I am thankful for the Aspen Sofa. Making the cut in part because it was the first review I did for 3Rings (my inner-sentimentalist emerges), the Aspen Sofa is nevertheless a seminal piece that’s very much in the present but also maintains a connection with the past. Reminiscent of the hey-dey of glamorous cinema (think Key Largo and Casablanca), the piece also evokes the skiing culture of my youth. Yes, before Aspen was Aspen, there was Franz Klammer and Jean-Claude Killy; Stein Erikson and Ingmar Stenmark; and the drama of Spider Sabich and Claudine Longet. The Aspen Sofa takes me back to these days, before one of the world’s great pastimes had become so woefully commercialized.
Aspen Sofa, from the Contemporanei Collection.
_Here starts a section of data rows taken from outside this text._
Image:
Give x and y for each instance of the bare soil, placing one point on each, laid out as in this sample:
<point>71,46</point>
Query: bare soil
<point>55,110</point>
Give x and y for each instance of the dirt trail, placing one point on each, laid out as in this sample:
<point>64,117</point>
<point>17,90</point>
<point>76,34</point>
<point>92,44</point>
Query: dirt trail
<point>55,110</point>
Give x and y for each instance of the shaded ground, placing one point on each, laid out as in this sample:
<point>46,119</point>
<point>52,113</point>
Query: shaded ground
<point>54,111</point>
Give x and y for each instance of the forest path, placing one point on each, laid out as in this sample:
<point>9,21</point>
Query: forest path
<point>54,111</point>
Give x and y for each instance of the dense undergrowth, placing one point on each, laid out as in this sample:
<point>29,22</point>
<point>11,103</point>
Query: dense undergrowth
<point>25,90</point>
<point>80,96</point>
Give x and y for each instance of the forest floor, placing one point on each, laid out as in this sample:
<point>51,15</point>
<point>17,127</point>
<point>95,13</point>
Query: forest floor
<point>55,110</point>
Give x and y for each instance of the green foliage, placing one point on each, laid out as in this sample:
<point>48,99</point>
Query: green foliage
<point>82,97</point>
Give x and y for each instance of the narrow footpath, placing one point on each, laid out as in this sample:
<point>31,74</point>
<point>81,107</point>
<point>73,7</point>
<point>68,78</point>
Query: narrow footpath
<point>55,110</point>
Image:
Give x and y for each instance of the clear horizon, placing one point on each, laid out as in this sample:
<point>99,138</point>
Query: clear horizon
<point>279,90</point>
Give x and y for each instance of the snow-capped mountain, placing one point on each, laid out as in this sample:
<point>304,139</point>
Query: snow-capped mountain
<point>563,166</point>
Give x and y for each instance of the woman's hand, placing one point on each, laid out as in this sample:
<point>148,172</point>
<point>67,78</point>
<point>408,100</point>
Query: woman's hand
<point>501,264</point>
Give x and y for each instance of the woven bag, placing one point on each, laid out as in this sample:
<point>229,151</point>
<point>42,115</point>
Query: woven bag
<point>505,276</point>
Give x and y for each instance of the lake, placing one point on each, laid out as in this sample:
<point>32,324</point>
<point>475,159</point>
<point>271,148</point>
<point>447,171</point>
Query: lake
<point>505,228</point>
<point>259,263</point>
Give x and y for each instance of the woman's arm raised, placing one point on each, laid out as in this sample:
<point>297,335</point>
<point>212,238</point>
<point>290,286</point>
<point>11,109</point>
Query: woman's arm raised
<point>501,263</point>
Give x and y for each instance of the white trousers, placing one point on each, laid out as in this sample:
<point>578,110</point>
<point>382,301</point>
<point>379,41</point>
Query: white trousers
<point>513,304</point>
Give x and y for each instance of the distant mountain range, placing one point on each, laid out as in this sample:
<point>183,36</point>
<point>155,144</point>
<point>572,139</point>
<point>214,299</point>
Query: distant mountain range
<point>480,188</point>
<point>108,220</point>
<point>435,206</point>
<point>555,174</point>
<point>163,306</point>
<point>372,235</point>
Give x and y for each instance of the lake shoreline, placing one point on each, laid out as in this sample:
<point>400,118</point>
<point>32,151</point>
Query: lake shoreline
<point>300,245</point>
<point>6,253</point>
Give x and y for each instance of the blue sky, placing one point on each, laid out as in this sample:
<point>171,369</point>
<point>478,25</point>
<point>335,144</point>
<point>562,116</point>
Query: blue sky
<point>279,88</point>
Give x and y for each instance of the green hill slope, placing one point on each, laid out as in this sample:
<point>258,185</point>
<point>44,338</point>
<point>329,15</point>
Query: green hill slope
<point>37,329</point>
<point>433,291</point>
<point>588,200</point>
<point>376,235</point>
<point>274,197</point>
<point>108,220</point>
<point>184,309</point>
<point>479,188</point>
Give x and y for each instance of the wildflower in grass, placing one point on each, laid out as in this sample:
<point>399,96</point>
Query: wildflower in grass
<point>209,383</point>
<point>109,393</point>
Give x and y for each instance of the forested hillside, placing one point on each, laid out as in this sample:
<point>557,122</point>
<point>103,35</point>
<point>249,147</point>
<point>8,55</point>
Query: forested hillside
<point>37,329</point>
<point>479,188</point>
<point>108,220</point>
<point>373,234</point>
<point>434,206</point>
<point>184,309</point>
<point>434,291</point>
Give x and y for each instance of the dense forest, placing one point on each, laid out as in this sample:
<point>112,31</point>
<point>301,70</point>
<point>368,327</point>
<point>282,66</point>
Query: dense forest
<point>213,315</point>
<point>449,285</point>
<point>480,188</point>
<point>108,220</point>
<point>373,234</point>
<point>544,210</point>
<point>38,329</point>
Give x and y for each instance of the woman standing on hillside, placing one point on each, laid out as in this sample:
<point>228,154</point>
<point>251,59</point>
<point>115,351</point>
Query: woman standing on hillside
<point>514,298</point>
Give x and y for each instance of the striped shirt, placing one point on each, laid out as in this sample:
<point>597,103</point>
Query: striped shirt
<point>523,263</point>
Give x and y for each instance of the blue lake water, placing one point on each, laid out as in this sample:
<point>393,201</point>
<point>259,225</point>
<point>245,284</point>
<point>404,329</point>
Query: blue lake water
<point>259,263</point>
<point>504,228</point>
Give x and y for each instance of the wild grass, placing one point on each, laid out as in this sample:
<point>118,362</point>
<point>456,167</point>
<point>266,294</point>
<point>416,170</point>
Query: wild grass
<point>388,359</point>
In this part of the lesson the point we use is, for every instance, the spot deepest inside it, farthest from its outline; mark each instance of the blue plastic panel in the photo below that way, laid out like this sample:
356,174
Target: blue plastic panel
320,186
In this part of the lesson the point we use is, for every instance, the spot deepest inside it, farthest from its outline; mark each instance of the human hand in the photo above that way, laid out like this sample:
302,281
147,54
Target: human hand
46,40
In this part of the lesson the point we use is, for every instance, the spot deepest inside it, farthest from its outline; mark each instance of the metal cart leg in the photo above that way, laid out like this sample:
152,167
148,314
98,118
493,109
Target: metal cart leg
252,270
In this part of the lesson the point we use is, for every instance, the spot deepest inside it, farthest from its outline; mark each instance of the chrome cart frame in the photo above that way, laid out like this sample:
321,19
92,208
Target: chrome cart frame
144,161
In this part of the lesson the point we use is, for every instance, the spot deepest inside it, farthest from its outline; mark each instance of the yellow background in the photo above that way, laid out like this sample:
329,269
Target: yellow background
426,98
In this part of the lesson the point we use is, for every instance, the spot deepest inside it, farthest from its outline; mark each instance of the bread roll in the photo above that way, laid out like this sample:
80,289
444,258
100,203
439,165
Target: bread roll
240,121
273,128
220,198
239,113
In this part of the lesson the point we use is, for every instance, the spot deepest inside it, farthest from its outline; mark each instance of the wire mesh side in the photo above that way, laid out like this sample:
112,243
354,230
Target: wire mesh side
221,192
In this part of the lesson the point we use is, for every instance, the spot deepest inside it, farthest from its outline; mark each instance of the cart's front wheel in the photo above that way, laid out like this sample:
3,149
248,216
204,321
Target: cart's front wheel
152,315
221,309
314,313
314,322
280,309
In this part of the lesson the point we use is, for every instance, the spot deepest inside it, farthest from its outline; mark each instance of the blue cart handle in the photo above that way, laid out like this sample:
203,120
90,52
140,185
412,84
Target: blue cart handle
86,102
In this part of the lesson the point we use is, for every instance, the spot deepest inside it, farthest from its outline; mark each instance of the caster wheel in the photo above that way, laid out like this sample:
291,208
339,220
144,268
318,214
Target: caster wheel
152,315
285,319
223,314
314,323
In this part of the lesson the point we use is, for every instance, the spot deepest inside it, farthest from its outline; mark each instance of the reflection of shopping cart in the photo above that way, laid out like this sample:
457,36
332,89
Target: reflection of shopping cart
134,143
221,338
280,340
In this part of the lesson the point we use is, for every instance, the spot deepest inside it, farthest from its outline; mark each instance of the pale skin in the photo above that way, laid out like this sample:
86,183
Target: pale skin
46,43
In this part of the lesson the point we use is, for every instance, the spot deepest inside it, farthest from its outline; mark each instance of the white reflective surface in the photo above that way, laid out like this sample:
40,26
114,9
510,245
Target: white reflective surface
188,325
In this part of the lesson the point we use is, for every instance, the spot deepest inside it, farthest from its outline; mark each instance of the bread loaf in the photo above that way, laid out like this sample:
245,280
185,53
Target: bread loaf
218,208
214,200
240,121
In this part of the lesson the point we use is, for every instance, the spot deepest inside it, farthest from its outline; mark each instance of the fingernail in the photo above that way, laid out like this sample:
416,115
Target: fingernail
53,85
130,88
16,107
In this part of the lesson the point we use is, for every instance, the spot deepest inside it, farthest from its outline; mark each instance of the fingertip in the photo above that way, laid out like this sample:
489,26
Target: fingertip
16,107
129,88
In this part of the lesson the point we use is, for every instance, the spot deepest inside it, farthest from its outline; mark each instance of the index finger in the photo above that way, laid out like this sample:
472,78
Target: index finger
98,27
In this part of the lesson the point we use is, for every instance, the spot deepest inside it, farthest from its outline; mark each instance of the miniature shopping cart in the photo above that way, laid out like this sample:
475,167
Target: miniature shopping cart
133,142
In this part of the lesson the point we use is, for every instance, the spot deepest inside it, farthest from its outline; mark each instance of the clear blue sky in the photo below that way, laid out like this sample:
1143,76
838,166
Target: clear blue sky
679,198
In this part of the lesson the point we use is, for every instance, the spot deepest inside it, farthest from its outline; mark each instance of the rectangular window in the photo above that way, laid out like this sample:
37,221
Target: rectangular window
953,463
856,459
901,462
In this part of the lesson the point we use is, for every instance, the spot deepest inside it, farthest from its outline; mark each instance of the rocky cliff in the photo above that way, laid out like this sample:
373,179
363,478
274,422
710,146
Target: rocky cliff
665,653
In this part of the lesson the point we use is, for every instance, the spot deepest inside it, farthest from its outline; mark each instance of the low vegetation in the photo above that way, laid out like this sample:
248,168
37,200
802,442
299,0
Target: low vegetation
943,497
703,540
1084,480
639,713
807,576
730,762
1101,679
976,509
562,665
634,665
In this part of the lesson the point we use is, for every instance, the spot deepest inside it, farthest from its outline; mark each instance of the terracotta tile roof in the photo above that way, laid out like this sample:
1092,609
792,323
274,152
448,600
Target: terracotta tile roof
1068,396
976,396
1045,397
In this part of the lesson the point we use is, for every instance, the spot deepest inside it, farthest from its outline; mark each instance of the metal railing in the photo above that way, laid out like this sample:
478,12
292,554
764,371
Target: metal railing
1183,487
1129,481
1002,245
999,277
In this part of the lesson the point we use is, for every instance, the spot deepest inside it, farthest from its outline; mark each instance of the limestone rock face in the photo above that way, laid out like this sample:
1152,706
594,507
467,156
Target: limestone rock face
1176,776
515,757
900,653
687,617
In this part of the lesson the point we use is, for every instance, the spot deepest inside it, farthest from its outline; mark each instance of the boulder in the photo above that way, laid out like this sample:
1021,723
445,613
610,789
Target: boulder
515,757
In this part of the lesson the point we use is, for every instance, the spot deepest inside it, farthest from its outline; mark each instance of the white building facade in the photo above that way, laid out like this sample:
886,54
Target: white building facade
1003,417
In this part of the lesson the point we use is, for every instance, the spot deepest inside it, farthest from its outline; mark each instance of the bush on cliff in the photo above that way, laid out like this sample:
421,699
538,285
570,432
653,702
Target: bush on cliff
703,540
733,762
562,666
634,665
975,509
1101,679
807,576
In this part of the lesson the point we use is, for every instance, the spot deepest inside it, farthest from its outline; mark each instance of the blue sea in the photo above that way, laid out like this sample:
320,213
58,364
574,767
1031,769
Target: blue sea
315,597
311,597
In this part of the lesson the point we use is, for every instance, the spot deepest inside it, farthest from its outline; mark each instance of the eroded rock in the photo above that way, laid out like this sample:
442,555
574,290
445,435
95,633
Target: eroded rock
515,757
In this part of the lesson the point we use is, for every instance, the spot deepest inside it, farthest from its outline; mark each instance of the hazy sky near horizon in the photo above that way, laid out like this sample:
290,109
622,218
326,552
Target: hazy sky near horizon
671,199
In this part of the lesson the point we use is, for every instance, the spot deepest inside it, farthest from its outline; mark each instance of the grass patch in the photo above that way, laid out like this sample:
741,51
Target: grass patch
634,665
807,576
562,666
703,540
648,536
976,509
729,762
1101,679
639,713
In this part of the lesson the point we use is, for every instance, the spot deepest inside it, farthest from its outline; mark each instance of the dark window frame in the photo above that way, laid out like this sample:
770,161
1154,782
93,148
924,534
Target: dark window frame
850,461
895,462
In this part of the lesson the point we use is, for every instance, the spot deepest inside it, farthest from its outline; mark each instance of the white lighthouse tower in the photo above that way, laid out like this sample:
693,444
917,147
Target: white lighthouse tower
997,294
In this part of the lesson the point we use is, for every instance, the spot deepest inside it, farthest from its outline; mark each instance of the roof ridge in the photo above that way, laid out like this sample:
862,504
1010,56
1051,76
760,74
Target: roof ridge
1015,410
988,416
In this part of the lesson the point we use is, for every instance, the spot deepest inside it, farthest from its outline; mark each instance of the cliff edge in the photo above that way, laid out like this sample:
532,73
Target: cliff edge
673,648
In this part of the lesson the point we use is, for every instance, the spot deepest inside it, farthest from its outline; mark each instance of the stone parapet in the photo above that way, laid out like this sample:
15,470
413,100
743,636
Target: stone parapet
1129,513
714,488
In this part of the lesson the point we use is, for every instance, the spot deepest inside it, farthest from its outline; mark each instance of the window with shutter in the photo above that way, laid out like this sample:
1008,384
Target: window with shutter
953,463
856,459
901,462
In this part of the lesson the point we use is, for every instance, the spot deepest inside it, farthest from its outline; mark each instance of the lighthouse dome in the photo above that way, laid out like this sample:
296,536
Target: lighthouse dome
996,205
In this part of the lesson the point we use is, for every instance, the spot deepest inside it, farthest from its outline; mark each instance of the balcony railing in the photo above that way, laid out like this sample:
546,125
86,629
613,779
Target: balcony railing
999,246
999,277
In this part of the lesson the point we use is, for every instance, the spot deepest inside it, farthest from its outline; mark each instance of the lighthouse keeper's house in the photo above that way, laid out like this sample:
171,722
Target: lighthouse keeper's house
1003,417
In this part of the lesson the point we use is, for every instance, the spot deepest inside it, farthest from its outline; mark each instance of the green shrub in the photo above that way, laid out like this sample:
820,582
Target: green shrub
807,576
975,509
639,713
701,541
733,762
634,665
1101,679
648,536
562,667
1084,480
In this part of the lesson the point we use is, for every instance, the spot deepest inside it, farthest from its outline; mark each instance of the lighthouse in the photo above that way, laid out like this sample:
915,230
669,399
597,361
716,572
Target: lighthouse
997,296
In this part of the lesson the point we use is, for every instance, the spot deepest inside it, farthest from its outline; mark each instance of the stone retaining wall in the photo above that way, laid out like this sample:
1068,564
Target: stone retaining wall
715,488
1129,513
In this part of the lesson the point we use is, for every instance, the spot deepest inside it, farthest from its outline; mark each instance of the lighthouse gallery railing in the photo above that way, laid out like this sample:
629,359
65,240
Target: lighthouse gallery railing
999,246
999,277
Designed by Jean Marie Massaud. Manufactured by Cassina.
I am thankful for Attika Woodstoves. So my bias for mountain life is showing a bit, but I couldn’t resist. I’m grateful to Attika Stoves for the contemporary lines and clean look (rather important when dealing with an historically dirty method of home heating); the supreme functionality and safety-conscious installations; the four-sided aesthetic appeal; the debunking of the square firebox; and, of course, for evoking the skiing culture of my youth.
Wood Fireplaces. Manufactured by Attika.
I am thankful for DecoTurf. From skiing to tennis… I guess I’m finding that many of my most potent memories involve sports. This acrylic/rubber composite has become the industry standard for artificial surfaces. DecoTurf evens out the playing field by standardizing wild cards like skitter length and bounce height, which-unless you’re a one-trick-pony like Ivan Lendl or Boris Becker-you’ll surely appreciate. So thanks to DecoTurf for getting (my mind, at least) out of the living room and on to the court.
DecoTurf, tennis surface.
I am thankful for the Dyson Airblade. What best of list would be complete without a trip to the restroom? One aspect of design I truly admire is how it perpetually reinvents the ways we live our lives. A wise man once told me, “design is everywhere; we’re in contact with good design every moment of our lives.” A sage observation indeed… And the Dyson Airblade gives the truth to the sentiment. Facilitating a germ-free, energy-light, and skin-safe method of hand-drying, the Airblade gets kudos for pulling me out of the bedroom and into the bathroom-no small feat…
Dyson Airblade, hand dryer. Manufactured by Dyson.
And finally, I am thankful for the Schubladenstapel (to view image, please view the complete Schubladenstapel article). And back into the bedroom… I’m thankful to Schubladenstapel in many ways, not the least of which is its tongue-twistingly elegant name and its evocation of Mumenschantz, the bizarre German/Austrian/Scandinavian performing arts group which I now know to be the locus of many of my childhood nightmares. A constructed tower of “found” drawers randomly arranged, Schubladenstapel has a sense for the whimsical and the strange, as well an uncanny foretelling of a noteworthy design trend-the reclaimed/re-used/re-fashioned component. The piece gets my notice for observing that we can create aesthetically compelling design from historical castoffs, and that the haphazard array has a beauty all its own.